At the moment, I'll have to nominate Game 513110
Moves 1-15? Great. I'm 2 pawns up, chasing the enemy king across the board. I should win.
Moves 16-22? All right. I'm one pawn up and I've got more active rooks. I have a small advantage.
Moves 23-44? Ok. Material is even, rooks are about equally active -- drawish.
Moves 45-57? Not so good. I've saced all my other pawns to get a passed pawn that he can only stop by saccing a rook. Now I'm a rook for 3 pawns, but those pawns are connected, passed, advanced, and right next to his king, and my king is nowhere to be found. I'm running scared.
Moves 57-61? Terrible. My rook bounces around helplessly while he advances. Goodnight.

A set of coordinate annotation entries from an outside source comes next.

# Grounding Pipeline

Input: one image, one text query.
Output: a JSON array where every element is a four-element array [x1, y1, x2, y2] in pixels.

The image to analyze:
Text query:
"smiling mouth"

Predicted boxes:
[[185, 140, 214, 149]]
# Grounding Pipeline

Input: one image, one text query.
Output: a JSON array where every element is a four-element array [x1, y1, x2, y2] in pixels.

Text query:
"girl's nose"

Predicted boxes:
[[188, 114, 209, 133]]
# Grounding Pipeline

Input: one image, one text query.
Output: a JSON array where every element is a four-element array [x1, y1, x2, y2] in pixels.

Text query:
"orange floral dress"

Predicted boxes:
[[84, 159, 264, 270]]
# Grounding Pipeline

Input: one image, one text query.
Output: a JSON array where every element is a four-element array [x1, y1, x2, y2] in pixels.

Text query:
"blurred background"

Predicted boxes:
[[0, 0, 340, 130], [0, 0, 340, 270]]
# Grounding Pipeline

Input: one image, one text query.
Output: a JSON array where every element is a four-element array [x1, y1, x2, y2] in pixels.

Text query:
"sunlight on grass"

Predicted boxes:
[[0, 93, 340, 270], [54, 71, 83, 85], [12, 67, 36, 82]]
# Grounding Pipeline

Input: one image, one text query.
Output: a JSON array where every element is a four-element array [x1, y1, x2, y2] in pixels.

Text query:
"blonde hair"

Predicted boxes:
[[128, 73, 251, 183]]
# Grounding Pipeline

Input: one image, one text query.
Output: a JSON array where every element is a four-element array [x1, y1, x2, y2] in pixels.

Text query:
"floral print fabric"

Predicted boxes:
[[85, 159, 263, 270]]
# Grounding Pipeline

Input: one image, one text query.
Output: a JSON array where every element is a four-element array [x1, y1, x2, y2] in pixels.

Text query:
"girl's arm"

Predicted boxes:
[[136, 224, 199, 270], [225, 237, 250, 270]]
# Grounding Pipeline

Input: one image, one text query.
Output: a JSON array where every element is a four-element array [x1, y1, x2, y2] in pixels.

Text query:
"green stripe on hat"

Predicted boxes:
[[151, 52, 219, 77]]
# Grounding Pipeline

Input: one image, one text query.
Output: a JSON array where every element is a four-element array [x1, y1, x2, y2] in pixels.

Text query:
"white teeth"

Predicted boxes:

Originally posted by Paul DiracDevelop the dark-squared bishop with tempo. (Said tempo being purchased with the life of a pawn) to continue leaning on enemy king. Unfortunately, king-hunt stalled anyway. d3 would have made 1000 times more sense as defending the knight AND the pawn, thus freeing my queen to flee the impending knight harassment and buying me time to castle, etc. and consolidate my advantage.
What was the idea behind your pawn push at move 16?